Scikits.learn (http://scikit-learn.sourceforge.net/) is a scikit for machine learning which has gained lots of popularity in recent months. In particular, it can be used for text and large scale database mining.
On another side, CubicWeb (http://www.cubicweb.org/) is a python-based framework for semantic web applications that has been used in different application fields (library, museum, conference, intranet applications).
The aim of this talk is to present how these tools can be used together for semantic data mining of rss feeds (clustering, prediction), and for building a news aggregator similar to google news.
In a first step, we load a part of DBPedia (http://dbpedia.org/About) into a database using CubicWeb. This allows easy and fast access from Python to the name and category of a large number of entities described in Wikipedia (e.g. people, countries, ...).
We use this database to extract named entities (i.e. entities that are recognized as being part of Wikipedia, and that can be characterized by a unique URI) from the articles of RSS feeds. This operation relies on the text extraction module of Scikit.learn and the text comparison function of PostgreSQL. It is possible to extract the named entities of an article of dozens of lines in a few seconds. At the end of this step, we obtain a matrix X, each row of X being an article, each column being a named entity that has a unique URL in DBPedia/Wikipedia.

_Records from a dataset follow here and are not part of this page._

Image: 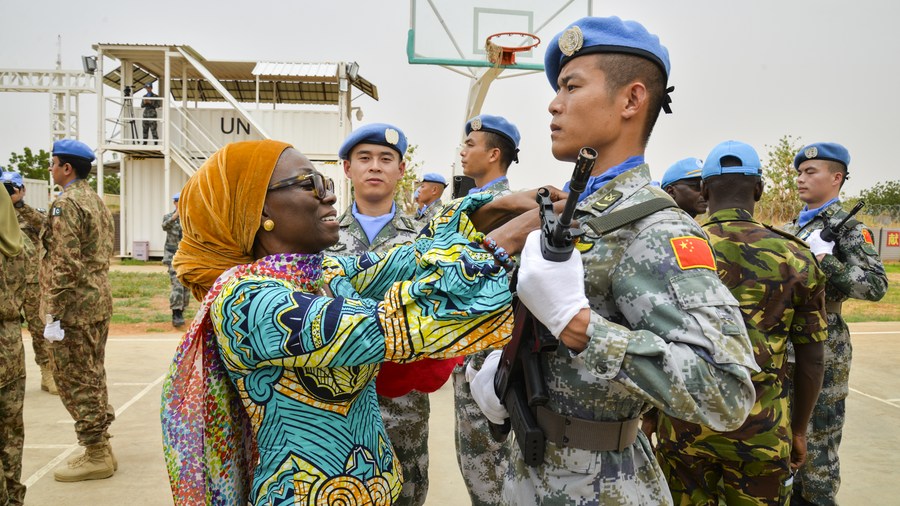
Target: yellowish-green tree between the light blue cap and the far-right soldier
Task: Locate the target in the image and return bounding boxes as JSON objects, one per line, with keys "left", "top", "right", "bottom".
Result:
{"left": 756, "top": 135, "right": 802, "bottom": 226}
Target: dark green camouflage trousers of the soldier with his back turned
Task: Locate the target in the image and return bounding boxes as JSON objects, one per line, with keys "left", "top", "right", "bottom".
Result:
{"left": 656, "top": 448, "right": 791, "bottom": 506}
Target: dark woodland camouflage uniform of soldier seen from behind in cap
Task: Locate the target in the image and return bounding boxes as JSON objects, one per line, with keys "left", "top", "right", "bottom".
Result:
{"left": 657, "top": 209, "right": 827, "bottom": 506}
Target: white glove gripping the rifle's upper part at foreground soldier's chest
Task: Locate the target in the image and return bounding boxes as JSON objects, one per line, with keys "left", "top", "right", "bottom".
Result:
{"left": 516, "top": 230, "right": 588, "bottom": 337}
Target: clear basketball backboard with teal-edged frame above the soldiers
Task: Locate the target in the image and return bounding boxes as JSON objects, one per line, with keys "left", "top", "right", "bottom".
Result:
{"left": 407, "top": 0, "right": 591, "bottom": 71}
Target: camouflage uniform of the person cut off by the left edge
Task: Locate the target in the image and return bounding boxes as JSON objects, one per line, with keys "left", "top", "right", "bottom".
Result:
{"left": 0, "top": 236, "right": 35, "bottom": 505}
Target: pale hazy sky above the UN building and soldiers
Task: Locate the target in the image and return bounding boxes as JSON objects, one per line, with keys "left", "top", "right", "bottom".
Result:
{"left": 0, "top": 0, "right": 900, "bottom": 195}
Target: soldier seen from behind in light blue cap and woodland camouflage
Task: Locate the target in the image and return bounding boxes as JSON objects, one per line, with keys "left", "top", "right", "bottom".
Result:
{"left": 657, "top": 141, "right": 827, "bottom": 506}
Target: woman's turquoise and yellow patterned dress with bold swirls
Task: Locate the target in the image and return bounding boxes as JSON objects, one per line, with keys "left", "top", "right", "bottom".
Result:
{"left": 209, "top": 231, "right": 512, "bottom": 506}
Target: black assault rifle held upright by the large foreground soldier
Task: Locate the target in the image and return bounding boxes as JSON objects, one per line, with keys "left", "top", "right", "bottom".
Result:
{"left": 490, "top": 147, "right": 597, "bottom": 466}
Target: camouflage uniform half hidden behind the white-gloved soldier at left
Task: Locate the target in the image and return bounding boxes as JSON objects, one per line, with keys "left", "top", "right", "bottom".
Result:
{"left": 16, "top": 202, "right": 50, "bottom": 367}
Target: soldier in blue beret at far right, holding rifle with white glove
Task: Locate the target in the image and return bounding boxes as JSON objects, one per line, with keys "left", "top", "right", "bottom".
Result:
{"left": 784, "top": 143, "right": 888, "bottom": 505}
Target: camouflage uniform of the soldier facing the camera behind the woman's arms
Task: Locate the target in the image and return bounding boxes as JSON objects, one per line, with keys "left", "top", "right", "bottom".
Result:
{"left": 325, "top": 203, "right": 431, "bottom": 506}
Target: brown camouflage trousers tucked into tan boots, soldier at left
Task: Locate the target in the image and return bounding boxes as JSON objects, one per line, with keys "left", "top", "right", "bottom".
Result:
{"left": 50, "top": 320, "right": 115, "bottom": 446}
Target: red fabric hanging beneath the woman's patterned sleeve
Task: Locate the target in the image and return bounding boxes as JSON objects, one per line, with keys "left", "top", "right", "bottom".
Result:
{"left": 375, "top": 357, "right": 463, "bottom": 397}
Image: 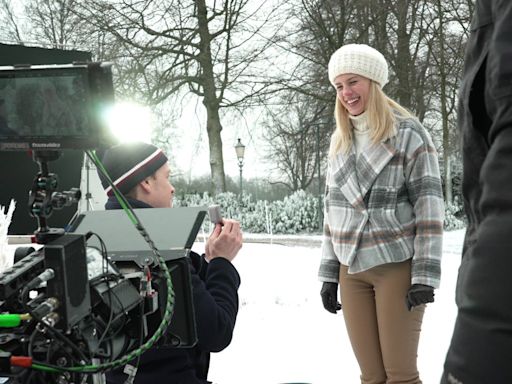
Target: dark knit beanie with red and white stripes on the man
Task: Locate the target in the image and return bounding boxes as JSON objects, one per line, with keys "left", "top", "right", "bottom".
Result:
{"left": 99, "top": 142, "right": 167, "bottom": 196}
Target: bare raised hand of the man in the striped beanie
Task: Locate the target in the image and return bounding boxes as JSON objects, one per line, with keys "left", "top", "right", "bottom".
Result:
{"left": 205, "top": 219, "right": 242, "bottom": 261}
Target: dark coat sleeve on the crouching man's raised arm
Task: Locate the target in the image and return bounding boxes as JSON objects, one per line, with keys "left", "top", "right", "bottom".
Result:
{"left": 192, "top": 255, "right": 240, "bottom": 352}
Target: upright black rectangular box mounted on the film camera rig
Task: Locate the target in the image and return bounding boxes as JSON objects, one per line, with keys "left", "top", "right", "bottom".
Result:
{"left": 43, "top": 234, "right": 91, "bottom": 330}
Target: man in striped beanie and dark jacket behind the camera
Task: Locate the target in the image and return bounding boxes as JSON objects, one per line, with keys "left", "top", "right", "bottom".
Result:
{"left": 100, "top": 143, "right": 246, "bottom": 384}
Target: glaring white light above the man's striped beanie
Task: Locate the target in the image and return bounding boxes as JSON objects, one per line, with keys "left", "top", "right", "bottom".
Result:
{"left": 105, "top": 101, "right": 152, "bottom": 143}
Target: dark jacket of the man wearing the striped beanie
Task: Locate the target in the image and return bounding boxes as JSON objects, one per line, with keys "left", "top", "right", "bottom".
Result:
{"left": 105, "top": 197, "right": 240, "bottom": 384}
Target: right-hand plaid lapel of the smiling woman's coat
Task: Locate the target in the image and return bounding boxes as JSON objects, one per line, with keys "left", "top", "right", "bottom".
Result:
{"left": 356, "top": 140, "right": 397, "bottom": 196}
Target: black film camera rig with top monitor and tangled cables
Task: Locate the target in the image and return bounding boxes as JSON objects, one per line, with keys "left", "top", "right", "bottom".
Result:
{"left": 0, "top": 63, "right": 200, "bottom": 384}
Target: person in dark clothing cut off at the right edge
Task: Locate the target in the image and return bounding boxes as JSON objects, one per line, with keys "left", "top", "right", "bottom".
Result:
{"left": 442, "top": 0, "right": 512, "bottom": 384}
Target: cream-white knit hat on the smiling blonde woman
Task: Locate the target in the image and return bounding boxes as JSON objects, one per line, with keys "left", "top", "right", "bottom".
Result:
{"left": 329, "top": 44, "right": 388, "bottom": 87}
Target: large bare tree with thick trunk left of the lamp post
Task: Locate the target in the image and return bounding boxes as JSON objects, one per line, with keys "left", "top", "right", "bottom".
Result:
{"left": 68, "top": 0, "right": 280, "bottom": 192}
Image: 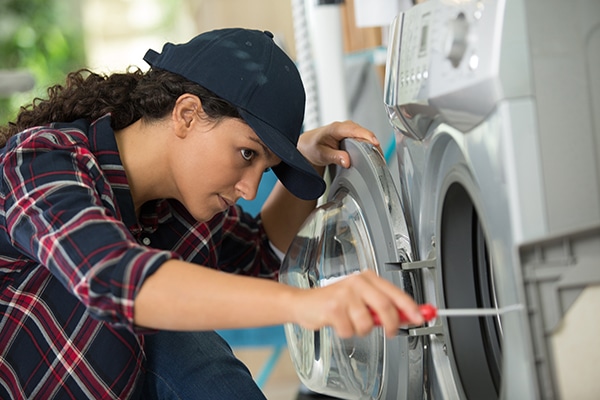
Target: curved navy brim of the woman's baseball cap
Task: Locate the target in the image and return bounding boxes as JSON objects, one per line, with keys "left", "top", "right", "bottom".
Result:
{"left": 238, "top": 108, "right": 326, "bottom": 200}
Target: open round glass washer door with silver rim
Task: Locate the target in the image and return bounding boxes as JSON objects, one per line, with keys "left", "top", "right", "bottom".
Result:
{"left": 280, "top": 139, "right": 423, "bottom": 400}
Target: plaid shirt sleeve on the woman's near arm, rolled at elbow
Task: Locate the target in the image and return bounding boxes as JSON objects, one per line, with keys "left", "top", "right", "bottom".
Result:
{"left": 0, "top": 133, "right": 175, "bottom": 330}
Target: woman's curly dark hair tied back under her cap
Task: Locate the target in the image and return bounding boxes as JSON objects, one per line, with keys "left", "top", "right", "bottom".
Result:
{"left": 0, "top": 69, "right": 241, "bottom": 147}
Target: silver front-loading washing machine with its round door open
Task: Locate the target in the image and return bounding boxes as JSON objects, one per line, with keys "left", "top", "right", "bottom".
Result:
{"left": 280, "top": 0, "right": 600, "bottom": 400}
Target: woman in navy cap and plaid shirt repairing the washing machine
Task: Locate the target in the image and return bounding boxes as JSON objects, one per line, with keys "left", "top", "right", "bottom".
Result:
{"left": 0, "top": 29, "right": 422, "bottom": 399}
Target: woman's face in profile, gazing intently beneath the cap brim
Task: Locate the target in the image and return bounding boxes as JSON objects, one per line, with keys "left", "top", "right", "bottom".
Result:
{"left": 171, "top": 118, "right": 281, "bottom": 221}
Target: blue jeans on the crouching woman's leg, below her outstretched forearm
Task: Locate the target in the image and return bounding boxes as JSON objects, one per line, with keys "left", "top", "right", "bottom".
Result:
{"left": 142, "top": 331, "right": 266, "bottom": 400}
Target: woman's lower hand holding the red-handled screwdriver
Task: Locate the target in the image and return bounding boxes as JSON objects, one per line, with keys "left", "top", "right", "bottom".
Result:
{"left": 292, "top": 271, "right": 424, "bottom": 338}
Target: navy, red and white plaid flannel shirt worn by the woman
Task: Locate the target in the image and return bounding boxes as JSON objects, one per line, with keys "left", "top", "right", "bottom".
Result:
{"left": 0, "top": 116, "right": 279, "bottom": 399}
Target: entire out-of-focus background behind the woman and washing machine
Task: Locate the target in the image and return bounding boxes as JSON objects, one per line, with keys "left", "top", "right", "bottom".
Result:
{"left": 0, "top": 0, "right": 402, "bottom": 400}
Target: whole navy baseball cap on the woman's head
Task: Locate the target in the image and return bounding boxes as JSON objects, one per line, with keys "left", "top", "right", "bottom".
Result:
{"left": 144, "top": 28, "right": 325, "bottom": 200}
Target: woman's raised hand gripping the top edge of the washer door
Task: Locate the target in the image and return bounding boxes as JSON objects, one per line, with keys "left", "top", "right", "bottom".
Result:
{"left": 298, "top": 121, "right": 381, "bottom": 169}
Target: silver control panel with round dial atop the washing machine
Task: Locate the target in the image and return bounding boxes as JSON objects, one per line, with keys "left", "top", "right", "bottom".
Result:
{"left": 384, "top": 0, "right": 529, "bottom": 139}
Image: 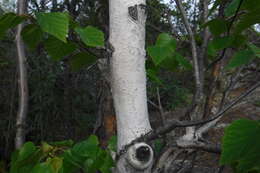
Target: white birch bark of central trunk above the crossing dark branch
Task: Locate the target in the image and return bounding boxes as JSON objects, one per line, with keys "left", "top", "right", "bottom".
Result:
{"left": 109, "top": 0, "right": 151, "bottom": 150}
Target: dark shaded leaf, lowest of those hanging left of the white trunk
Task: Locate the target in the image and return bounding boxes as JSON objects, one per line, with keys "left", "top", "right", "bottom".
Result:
{"left": 70, "top": 52, "right": 97, "bottom": 71}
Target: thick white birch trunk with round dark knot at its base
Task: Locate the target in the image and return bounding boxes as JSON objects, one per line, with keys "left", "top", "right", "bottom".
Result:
{"left": 109, "top": 0, "right": 153, "bottom": 173}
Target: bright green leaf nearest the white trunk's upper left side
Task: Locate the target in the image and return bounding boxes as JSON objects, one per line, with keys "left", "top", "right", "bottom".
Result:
{"left": 75, "top": 26, "right": 104, "bottom": 47}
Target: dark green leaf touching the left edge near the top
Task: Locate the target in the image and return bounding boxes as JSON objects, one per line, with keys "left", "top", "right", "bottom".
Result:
{"left": 0, "top": 13, "right": 26, "bottom": 39}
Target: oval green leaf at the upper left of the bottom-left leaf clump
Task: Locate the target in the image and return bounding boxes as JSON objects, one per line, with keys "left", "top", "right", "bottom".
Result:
{"left": 18, "top": 142, "right": 36, "bottom": 161}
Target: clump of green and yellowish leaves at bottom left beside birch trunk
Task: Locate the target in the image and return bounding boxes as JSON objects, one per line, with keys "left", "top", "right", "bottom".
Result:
{"left": 5, "top": 135, "right": 116, "bottom": 173}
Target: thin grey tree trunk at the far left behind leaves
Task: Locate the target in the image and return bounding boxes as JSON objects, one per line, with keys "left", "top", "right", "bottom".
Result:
{"left": 15, "top": 0, "right": 28, "bottom": 149}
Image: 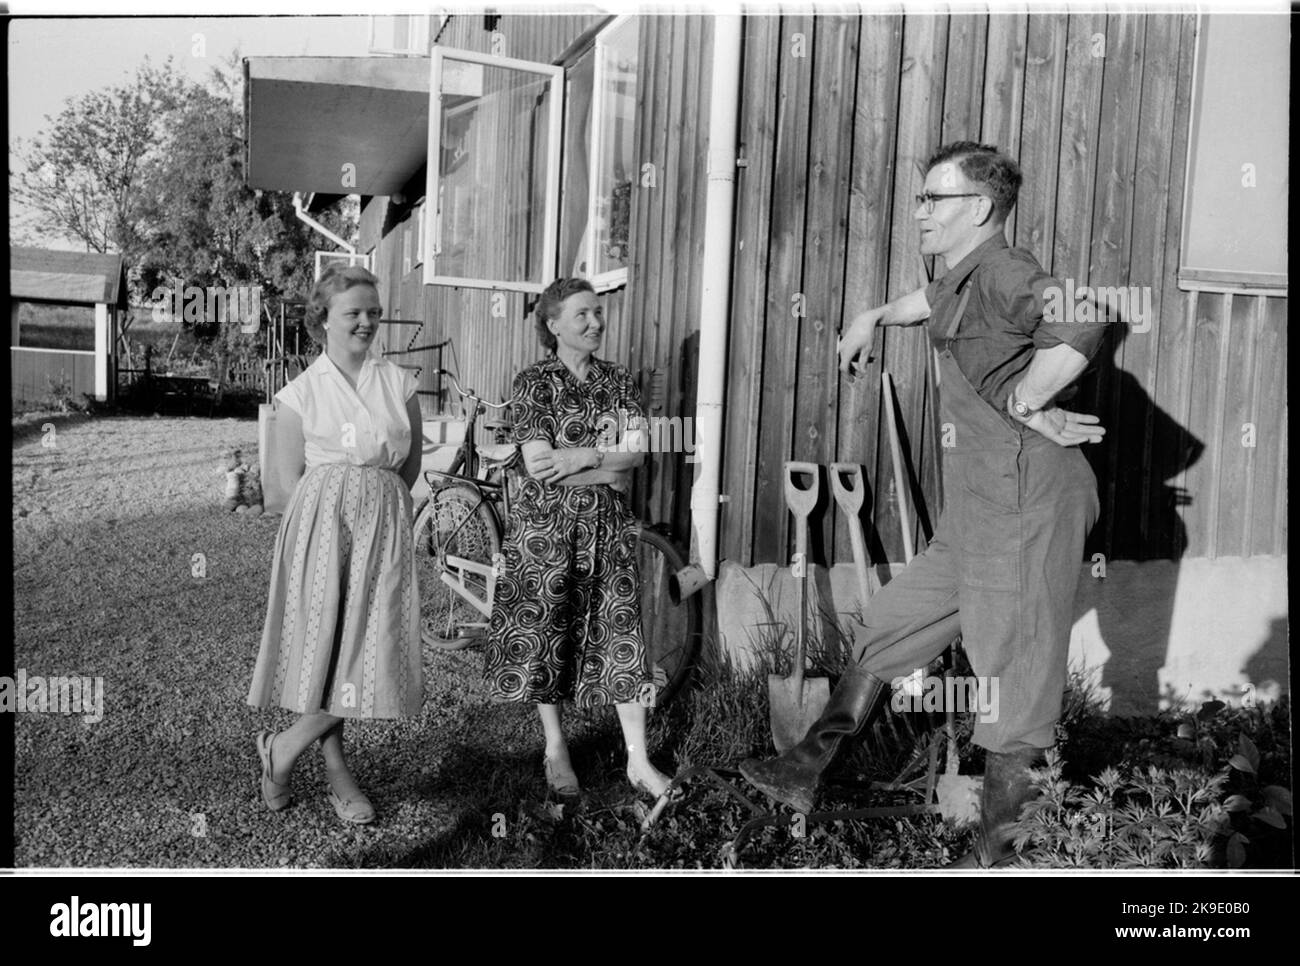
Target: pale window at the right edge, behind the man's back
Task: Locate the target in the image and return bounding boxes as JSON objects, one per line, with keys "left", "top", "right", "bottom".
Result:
{"left": 1178, "top": 13, "right": 1291, "bottom": 295}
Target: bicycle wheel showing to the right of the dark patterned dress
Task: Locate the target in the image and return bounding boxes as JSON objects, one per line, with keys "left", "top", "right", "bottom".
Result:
{"left": 637, "top": 524, "right": 702, "bottom": 707}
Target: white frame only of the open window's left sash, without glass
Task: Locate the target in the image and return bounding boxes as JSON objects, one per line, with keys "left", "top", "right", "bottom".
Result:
{"left": 424, "top": 46, "right": 564, "bottom": 294}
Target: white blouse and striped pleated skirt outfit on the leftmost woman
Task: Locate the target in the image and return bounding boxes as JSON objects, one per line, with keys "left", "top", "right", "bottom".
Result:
{"left": 248, "top": 352, "right": 424, "bottom": 718}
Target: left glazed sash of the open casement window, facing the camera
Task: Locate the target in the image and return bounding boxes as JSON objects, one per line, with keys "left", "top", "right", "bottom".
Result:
{"left": 424, "top": 47, "right": 564, "bottom": 293}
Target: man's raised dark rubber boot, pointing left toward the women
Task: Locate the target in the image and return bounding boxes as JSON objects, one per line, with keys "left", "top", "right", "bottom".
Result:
{"left": 740, "top": 663, "right": 885, "bottom": 815}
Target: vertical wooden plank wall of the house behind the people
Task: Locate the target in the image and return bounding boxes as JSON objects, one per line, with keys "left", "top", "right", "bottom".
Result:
{"left": 363, "top": 12, "right": 1287, "bottom": 564}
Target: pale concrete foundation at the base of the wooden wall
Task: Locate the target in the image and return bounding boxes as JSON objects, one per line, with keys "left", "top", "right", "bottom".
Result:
{"left": 716, "top": 556, "right": 1290, "bottom": 715}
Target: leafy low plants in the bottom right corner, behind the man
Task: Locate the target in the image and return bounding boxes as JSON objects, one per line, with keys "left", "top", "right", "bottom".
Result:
{"left": 1017, "top": 701, "right": 1292, "bottom": 868}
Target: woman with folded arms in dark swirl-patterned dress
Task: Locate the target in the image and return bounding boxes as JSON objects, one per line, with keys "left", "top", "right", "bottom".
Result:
{"left": 484, "top": 278, "right": 668, "bottom": 796}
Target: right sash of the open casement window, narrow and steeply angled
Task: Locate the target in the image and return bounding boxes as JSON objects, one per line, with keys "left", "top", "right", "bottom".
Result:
{"left": 559, "top": 17, "right": 637, "bottom": 291}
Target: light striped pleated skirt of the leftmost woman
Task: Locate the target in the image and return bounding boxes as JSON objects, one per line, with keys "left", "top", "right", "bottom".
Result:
{"left": 248, "top": 463, "right": 424, "bottom": 718}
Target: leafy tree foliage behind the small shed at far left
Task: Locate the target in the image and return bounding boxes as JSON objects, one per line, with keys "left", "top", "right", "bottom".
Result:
{"left": 16, "top": 52, "right": 356, "bottom": 400}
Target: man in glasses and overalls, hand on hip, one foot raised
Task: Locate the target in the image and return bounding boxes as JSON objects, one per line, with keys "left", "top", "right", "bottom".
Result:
{"left": 741, "top": 142, "right": 1105, "bottom": 867}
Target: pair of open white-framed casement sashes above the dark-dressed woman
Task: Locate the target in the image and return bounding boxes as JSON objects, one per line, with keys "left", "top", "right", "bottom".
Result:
{"left": 424, "top": 17, "right": 638, "bottom": 293}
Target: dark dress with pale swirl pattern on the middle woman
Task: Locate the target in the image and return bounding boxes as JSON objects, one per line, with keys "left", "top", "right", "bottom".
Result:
{"left": 484, "top": 358, "right": 653, "bottom": 707}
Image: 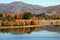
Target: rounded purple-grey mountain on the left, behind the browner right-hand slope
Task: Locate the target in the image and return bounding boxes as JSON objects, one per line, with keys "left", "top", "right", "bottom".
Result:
{"left": 0, "top": 2, "right": 44, "bottom": 13}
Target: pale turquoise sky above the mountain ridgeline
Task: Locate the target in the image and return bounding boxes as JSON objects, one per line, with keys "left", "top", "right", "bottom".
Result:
{"left": 0, "top": 0, "right": 60, "bottom": 7}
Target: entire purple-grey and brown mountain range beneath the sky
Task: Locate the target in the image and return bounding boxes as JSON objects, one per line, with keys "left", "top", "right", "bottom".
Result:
{"left": 0, "top": 2, "right": 60, "bottom": 14}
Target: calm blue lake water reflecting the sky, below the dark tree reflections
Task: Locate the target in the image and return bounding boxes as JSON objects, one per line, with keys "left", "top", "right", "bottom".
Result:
{"left": 0, "top": 30, "right": 60, "bottom": 40}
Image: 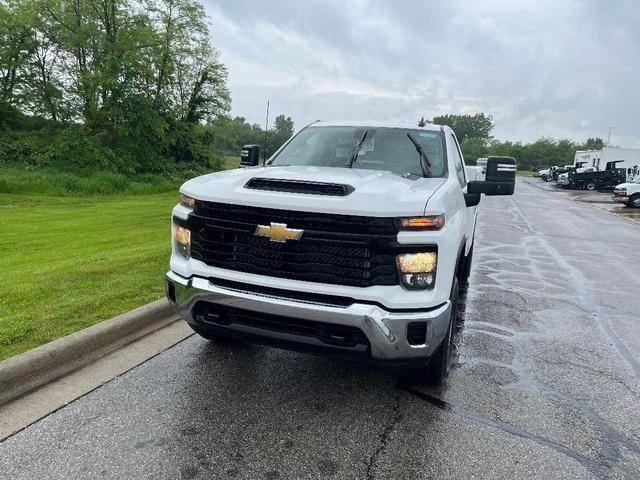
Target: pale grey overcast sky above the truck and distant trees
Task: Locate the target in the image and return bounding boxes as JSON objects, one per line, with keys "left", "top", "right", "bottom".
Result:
{"left": 204, "top": 0, "right": 640, "bottom": 147}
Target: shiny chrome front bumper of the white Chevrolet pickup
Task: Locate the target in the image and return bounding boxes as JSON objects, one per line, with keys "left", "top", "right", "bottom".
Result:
{"left": 166, "top": 271, "right": 451, "bottom": 363}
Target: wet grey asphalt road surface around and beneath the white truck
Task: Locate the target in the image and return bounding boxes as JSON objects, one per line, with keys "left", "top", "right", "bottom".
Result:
{"left": 0, "top": 182, "right": 640, "bottom": 480}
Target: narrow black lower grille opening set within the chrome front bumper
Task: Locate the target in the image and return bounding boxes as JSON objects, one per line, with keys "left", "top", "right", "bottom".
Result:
{"left": 193, "top": 302, "right": 369, "bottom": 347}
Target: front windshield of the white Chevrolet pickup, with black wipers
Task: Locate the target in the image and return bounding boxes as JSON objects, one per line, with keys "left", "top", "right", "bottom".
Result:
{"left": 269, "top": 126, "right": 446, "bottom": 177}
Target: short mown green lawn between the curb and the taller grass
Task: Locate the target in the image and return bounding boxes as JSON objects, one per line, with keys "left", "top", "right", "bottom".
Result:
{"left": 0, "top": 188, "right": 177, "bottom": 360}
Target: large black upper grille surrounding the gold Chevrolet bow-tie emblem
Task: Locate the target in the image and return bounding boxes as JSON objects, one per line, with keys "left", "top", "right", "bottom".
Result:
{"left": 188, "top": 201, "right": 398, "bottom": 287}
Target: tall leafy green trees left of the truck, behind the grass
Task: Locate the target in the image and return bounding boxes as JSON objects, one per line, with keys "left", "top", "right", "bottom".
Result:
{"left": 0, "top": 0, "right": 293, "bottom": 173}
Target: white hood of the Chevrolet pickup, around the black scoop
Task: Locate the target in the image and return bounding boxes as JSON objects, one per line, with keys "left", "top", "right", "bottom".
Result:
{"left": 180, "top": 166, "right": 446, "bottom": 217}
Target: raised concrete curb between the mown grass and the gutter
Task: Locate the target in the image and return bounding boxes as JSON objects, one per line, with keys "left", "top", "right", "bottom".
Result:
{"left": 0, "top": 299, "right": 178, "bottom": 405}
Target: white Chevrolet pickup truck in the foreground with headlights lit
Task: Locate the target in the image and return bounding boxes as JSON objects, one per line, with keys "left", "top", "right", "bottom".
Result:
{"left": 166, "top": 122, "right": 516, "bottom": 383}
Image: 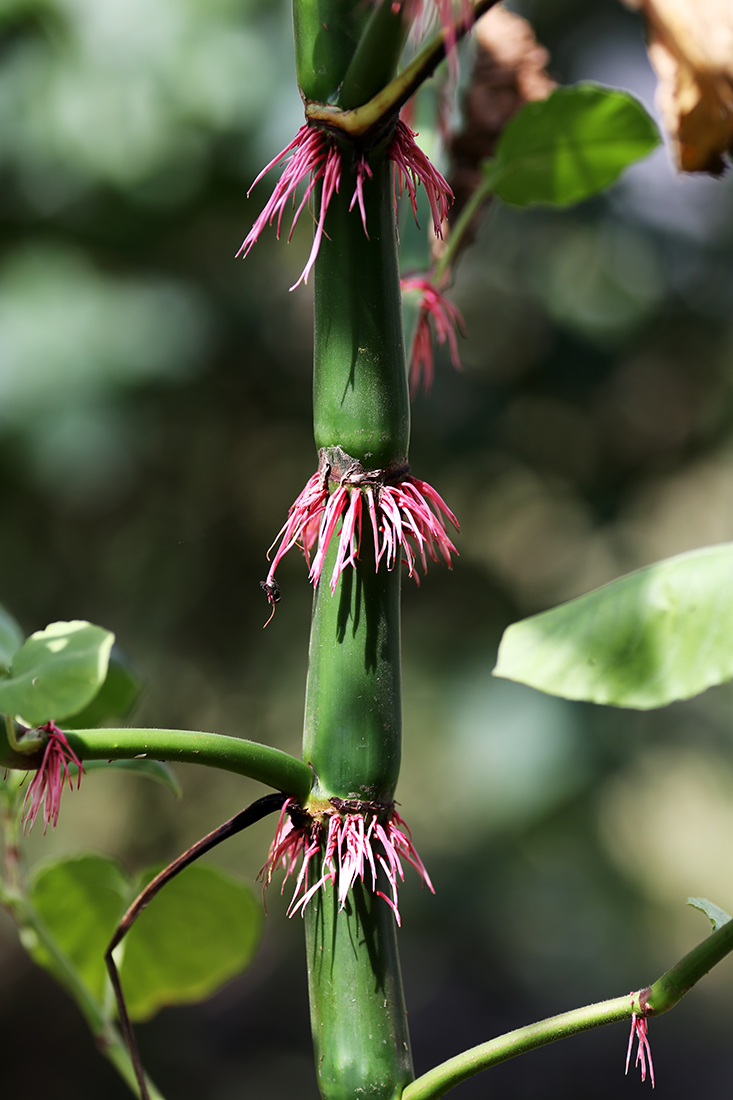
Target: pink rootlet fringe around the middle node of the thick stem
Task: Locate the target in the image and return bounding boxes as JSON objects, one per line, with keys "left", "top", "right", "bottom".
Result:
{"left": 264, "top": 473, "right": 459, "bottom": 602}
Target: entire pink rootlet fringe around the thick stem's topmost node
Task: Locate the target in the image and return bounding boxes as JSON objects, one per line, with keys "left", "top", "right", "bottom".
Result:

This approach can be viewed as a robust feature extraction method for text mining, and allows to drastically reduce the dimensionality of the data. Indeed, with a commonly used Tokenizer, we could obtain more than 100.000 tokens within hundreds of articles, where our approach reduces the dimensionality to only few thousands of recognized entities.
Example of named entities recognition from http://www.washingtonpost.com/:
SHABQADA, Pakistan (http://dbpedia.org/resource/Pakistan)- Twin suicide bombings outside a paramilitary training center in Pakistan's (http://dbpedia.org/resource/Pakistan) northwest killed least 80 people early Friday, in what appeared to be militants' first major retaliatory attack since the death of Osama bin Laden (http://dbpedia.org/resource/Osama_bin_Laden).
In a second step, we applied the hierarchical clustering of Scikits.learn to the matrix of data X, resulting in a hierarchical tree of articles, that are aggregated based on the presence of some particular entities.
We do not set a specific number of clusters, as we are only interested in the hierarchical tree, that can later be explored through a Web interface. This allows to focus on some particular clusters of news, that are well characterized by the entities that are shared by articles across the same cluster. Moreover, keeping named entities as features is a good way to synthesize information while keeping the primary meaning of the text.
In one single day, more than 1500 articles can be received from a set of a dozen RSS feeds for English newspapers (e.g. http://feeds.bbci.co.uk, http://www.guardian.co.uk, …), yielding a matrix X with a typical size of (1500, 1000). The hierarchical clustering is done in a few seconds.
In conclusion, we present a new approach to aggregate news from RSS feeds that is based on named entities listed by DBPedia. This method allows to drastically reduce the dimensionality of the data, while keeping the primary meaning of the text. This approach is done within a full Python framework, using Scikits.learn and CubicWeb.